Bill Frist – Water wars won’t be won on a battlefield. The Hill, December 2, 2018.
It’s an astonishing finding: “Two countries engaged in active water cooperation” will “not go to war, for any reason.” According to an extensive analysis by global issues think tank Strategic Foresight Group, it was found in examining 146 countries that share rivers, lakes and other freshwater resources, that “countries enjoying peaceful co-existence have active water cooperation and countries facing risk of war have low or no water cooperation.”
In fact, water is a popular target for terrorists. According to a U.S. Homeland Security report, between 2013 and 2015, ISIS alone launched nearly 20 major attacks against Syrian and Iraqi water infrastructure. When ISIS seized the Fallujah Dam, it gained dangerous leverage over local governments and populations by cutting off water to Christian, Kurdish, and Muslim minorities.
Bashar Assad reportedly bombed water sources around Damascus to cut off water to 5.5 million people and the Taliban has attacked dams in Afghanistan multiple times and attempted to assassinate Afghanistan’s minister for energy and water in 2009. When the Somali government retook cities and ports, Al-Shabab cut off liberated cities from water sources and destroyed water supplies.

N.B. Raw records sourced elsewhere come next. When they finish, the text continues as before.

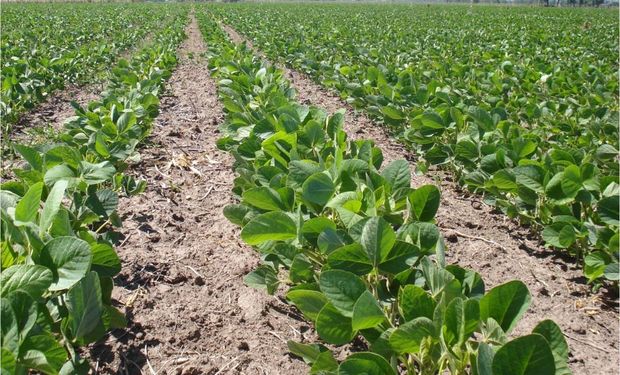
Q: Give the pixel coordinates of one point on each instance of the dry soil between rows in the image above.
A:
(183, 262)
(480, 238)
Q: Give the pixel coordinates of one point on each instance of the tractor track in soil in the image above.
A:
(181, 287)
(483, 239)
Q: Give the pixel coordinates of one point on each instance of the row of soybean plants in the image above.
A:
(47, 46)
(520, 104)
(58, 218)
(354, 246)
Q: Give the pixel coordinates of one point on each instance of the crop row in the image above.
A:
(44, 48)
(58, 218)
(528, 118)
(353, 245)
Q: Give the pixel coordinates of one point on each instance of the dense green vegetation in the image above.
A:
(58, 217)
(45, 47)
(521, 104)
(360, 252)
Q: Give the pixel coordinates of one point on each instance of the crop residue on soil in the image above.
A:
(480, 238)
(181, 285)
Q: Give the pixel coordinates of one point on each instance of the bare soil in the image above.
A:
(183, 262)
(482, 239)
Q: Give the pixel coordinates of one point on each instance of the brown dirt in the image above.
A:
(183, 262)
(480, 238)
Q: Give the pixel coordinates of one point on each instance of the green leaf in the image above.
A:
(506, 304)
(350, 258)
(527, 355)
(8, 362)
(105, 260)
(263, 198)
(408, 337)
(69, 258)
(84, 305)
(28, 207)
(301, 269)
(367, 312)
(43, 353)
(553, 334)
(425, 202)
(318, 189)
(31, 279)
(342, 289)
(595, 264)
(365, 363)
(608, 210)
(52, 205)
(309, 302)
(377, 239)
(264, 277)
(484, 360)
(612, 271)
(393, 113)
(571, 181)
(299, 171)
(397, 174)
(334, 327)
(31, 155)
(271, 226)
(414, 302)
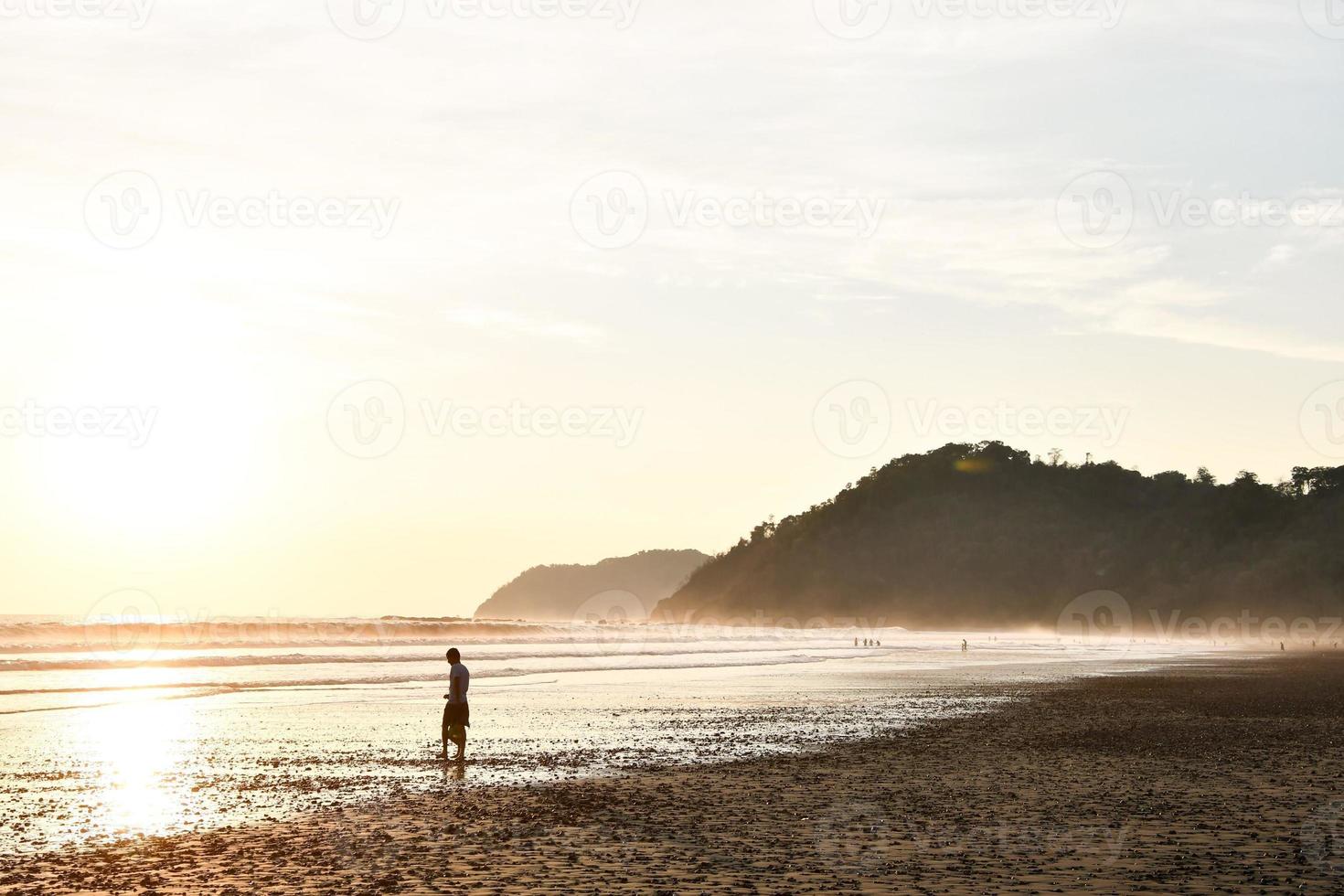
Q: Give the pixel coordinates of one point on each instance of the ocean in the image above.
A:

Colombia’s FARC bombed an oil pipeline, polluting a major river that resulted in 150,000 people losing water in the country’s worst environmental disaster. In conflict-ridden eastern Ukraine, water treatment workers in Donetsk were regularly targeted as they struggled to keep clean water flowing to its 345,000 residents.
And just to drive the point home: A group of retired three- and four-star officers from across the U.S. military issued this report, The Role of Water Stress in Instability and Conflict, detailing the security threats that global water scarcity could pose for the U.S. and allies in coming years. In the next decade, some 2.9 billion people in 48 countries will face water shortages. Currently, 2.1 billion people lack access to safe drinking water at home, and six in 10 lack safe sanitation globally.
On the anniversary of the launch of the first-ever U.S. Global Water Strategy, we must actively engage water security as a strategic path for U.S. foreign policy.